Yushchenko addressed his supporters last night in Kyiv.
"I ask you to strengthen a blockade of the government building tomorrow from early in the morning," Yushchenko said.
Several hundred protesters answered Yushchenko's call, forming a human chain today in front of government headquarters. Some demonstrators banged pots and pans.
Their efforts appeared to be rewarded when cabinet secretary Anatoly Tolstoukhov announced a postponement of the session, without giving any details.
But it later emerged that the cabinet did, in fact, meet -- without Yanukovych. Finance Minister Mykola Azarov, who also serves as first deputy prime minister, told reporters that he chaired the session at a government building in another part of the city.
Azarov said more than 60 "social and economic issues" were discussed -- although he declined to give details.
What happens next is unclear.
Yushchenko says Yanukovych's cabinet has lost its mandate and has no right to remain in office since parliament passed a nonbinding vote of no confidence in the government several weeks ago. Outgoing President Leonid Kuchma has so far refused to dismiss the prime minister.
Yushchenko's allies say they are concerned that the outgoing cabinet could approve some last-minute laws or amnesties that would complicate life for the future Yushchenko administration.
Yanukovych has refused to concede defeat, despite the fact that the Central Election Commission (TsVK) says preliminary final results show Yushchenko won the 26 December runoff election by more than 2 million votes.
Late yesterday, he filed a formal complaint with the TsVK, alleging that more than 4 million voters -- mostly the elderly and handicapped -- were prevented from casting their ballots. The complaint lists violations of election law in all of Ukraine's 225 electoral districts.
TsVK spokeswoman Zoya Charikova says the commission has two days to examine Yanukovych's appeal.

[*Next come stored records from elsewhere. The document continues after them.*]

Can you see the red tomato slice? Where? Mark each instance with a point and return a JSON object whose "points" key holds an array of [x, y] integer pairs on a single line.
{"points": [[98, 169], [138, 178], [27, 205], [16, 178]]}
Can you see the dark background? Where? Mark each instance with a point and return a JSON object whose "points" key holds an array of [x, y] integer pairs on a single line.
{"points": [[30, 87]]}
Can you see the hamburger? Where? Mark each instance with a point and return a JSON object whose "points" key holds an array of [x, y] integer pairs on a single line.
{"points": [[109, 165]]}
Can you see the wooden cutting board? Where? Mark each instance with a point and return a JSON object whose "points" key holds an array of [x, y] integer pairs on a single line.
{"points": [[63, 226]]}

If it turns down the complaint, Yanukovych can then appeal to the Supreme Court, which he has vowed to do.
Other observers note that both sides are also looking forward, seeking to energize their base of support ahead of future parliamentary elections -- meaning the confrontation could continue in some form for some time to come.

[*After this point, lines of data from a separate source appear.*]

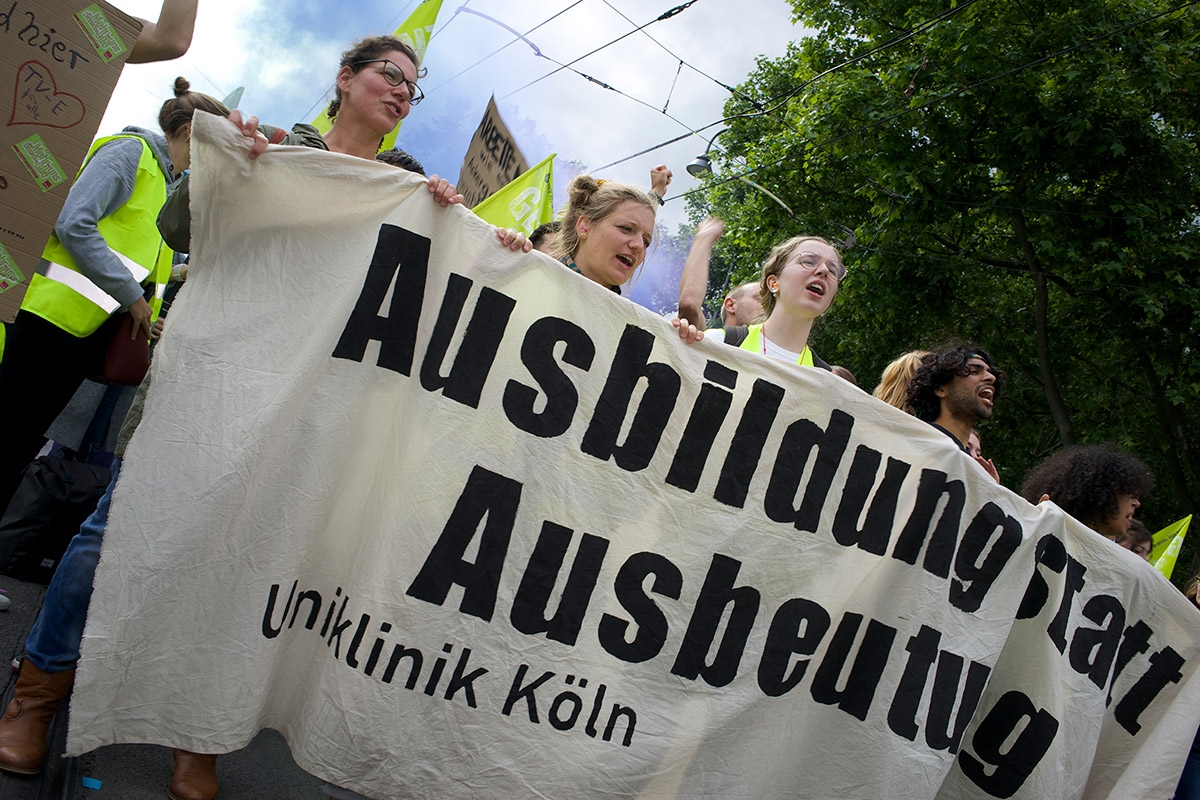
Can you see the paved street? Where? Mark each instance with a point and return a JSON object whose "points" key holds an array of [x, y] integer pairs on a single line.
{"points": [[262, 771]]}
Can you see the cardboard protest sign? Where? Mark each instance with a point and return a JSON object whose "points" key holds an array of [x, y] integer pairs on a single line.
{"points": [[493, 158], [457, 517], [59, 64]]}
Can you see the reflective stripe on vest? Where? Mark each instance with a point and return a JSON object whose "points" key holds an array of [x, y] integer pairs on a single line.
{"points": [[61, 294], [84, 286]]}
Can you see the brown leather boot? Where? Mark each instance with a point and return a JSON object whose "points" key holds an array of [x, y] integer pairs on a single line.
{"points": [[34, 704], [195, 776]]}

Alexander Narodestky, head of RFE/RL's Ukrainian Service, believes Yanukovych -- although he knows he has lost the presidency -- is battling on in order to rally the anti-Yushchenko forces under one banner, for the next ballot.
"They need to concentrate on one enemy, to consolidate people, to mobilize them, to create a new group which will be some sort of opposition to Yushchenko's camp and prepare for the 2006 parliamentary elections. If they give up now, then they lose all the people," Narodestky said.
The Council of Europe, a pro-democracy and human rights group of which Ukraine is a member, has called on all sides to accept the election results.